Viva la Pepa forma parte, además, de una propuesta más amplia: junto con otros emprendimientos de la zona sur —como Haras Itapé, en Fachinal, a unos 50 kilómetros de Posadas— integra el circuito conocido como Camino de los Cerros, que conecta distintas chacras y campos de la región bajo una misma identidad de turismo rural comunitario.
Estos recorridos son apenas una muestra de lo que ofrece el Mapa de Turismo Rural: quedan más de cien emprendimientos por descubrir, repartidos en las cuatro zonas de la provincia.

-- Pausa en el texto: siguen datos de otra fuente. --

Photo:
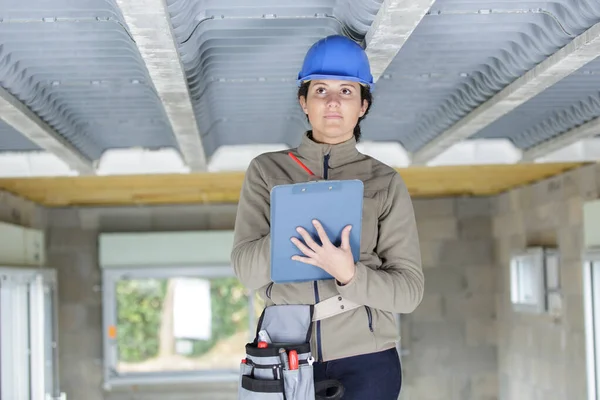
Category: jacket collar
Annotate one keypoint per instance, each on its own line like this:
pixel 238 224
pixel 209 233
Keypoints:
pixel 339 154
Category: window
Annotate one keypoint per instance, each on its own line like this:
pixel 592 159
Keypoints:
pixel 535 281
pixel 28 348
pixel 591 297
pixel 175 324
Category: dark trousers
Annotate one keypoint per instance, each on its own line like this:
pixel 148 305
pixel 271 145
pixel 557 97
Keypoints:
pixel 376 376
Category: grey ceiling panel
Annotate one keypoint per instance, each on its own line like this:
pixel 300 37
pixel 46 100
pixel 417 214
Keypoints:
pixel 242 57
pixel 568 104
pixel 462 53
pixel 11 140
pixel 76 66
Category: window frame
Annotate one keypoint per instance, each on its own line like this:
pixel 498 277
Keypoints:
pixel 110 277
pixel 546 294
pixel 30 332
pixel 591 300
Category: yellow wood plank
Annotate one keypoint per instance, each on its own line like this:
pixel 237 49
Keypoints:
pixel 442 181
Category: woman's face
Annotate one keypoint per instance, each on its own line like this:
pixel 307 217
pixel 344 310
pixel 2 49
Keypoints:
pixel 333 108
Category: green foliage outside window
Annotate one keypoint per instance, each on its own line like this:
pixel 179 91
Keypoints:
pixel 140 313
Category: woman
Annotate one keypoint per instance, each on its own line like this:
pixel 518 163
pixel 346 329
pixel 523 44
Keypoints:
pixel 356 347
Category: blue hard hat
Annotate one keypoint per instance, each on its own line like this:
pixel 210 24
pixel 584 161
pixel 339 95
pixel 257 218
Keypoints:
pixel 336 57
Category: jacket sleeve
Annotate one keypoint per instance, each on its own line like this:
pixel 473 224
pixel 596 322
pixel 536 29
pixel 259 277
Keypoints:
pixel 398 285
pixel 250 255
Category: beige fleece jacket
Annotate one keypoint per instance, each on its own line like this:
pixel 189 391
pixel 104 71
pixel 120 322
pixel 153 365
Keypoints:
pixel 388 279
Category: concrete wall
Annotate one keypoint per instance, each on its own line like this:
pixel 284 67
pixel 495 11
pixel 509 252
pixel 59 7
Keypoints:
pixel 463 342
pixel 450 339
pixel 543 357
pixel 72 248
pixel 18 211
pixel 454 325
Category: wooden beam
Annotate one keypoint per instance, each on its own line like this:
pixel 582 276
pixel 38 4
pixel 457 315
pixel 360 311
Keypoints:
pixel 220 188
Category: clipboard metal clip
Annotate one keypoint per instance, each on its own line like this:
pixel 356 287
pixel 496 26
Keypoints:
pixel 304 167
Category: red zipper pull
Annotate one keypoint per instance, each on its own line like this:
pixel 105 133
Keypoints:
pixel 304 167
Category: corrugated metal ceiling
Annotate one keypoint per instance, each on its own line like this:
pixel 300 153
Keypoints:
pixel 462 53
pixel 567 104
pixel 11 140
pixel 75 64
pixel 242 57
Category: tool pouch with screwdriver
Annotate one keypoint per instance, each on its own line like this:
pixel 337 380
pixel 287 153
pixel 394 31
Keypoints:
pixel 279 362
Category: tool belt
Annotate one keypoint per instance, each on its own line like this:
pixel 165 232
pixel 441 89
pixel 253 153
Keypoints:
pixel 279 362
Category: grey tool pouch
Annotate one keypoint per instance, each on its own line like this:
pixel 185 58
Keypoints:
pixel 265 372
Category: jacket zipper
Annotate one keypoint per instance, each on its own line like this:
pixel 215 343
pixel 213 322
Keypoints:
pixel 316 288
pixel 370 315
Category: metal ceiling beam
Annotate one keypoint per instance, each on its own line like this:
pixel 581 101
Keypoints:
pixel 581 50
pixel 394 23
pixel 25 121
pixel 148 22
pixel 587 130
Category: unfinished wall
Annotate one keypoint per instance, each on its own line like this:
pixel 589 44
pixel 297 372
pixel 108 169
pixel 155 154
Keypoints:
pixel 73 250
pixel 450 339
pixel 18 211
pixel 541 357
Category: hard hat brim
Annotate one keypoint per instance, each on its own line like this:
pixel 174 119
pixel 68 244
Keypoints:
pixel 336 78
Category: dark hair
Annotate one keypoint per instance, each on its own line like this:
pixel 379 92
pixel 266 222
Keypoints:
pixel 365 94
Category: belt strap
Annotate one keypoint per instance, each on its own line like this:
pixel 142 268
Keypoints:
pixel 332 306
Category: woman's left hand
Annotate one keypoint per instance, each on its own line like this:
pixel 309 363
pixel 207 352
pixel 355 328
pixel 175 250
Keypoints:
pixel 336 261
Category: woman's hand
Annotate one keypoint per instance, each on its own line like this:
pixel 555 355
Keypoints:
pixel 336 261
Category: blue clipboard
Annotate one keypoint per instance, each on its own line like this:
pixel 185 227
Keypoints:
pixel 334 203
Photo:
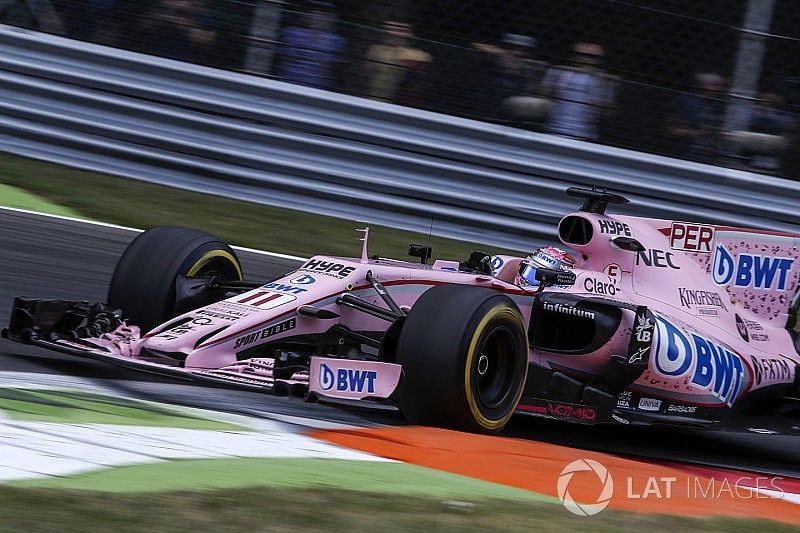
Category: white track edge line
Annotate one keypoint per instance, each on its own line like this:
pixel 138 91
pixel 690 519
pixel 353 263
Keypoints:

La herramienta presentada por el Ipec y la Subsecretaría de Turismo queda ahora disponible para quien quiera planificar su propio recorrido, más allá de estos cinco destinos elegidos para esta nota. El resto del mapa, con sus estancias, agrocampings, rutas del té y establecimientos yerbateros, sigue ahí, esperando a que cada lector arme su propia selección.
Granjas para aprender
La Granja San Víctor funciona como espacio educativo y no recibe público en general: trabaja exclusivamente con salidas programadas para instituciones escolares, de nivel inicial y primario. Los grupos que la visitan participan de talleres de huerta, elaboración de pan casero y contacto directo con animales de granja en corrales seguros, además de un recorrido en trencito por el predio y actividades junto a la laguna. La propuesta también incluye talleres productivos poco convencionales para una salida escolar, como la elaboración de ladrillos, abono, compost y carbón, pensados para que los chicos vean de cerca procesos que después trabajan en el aula. Están en Garupá, al borde de la costanera.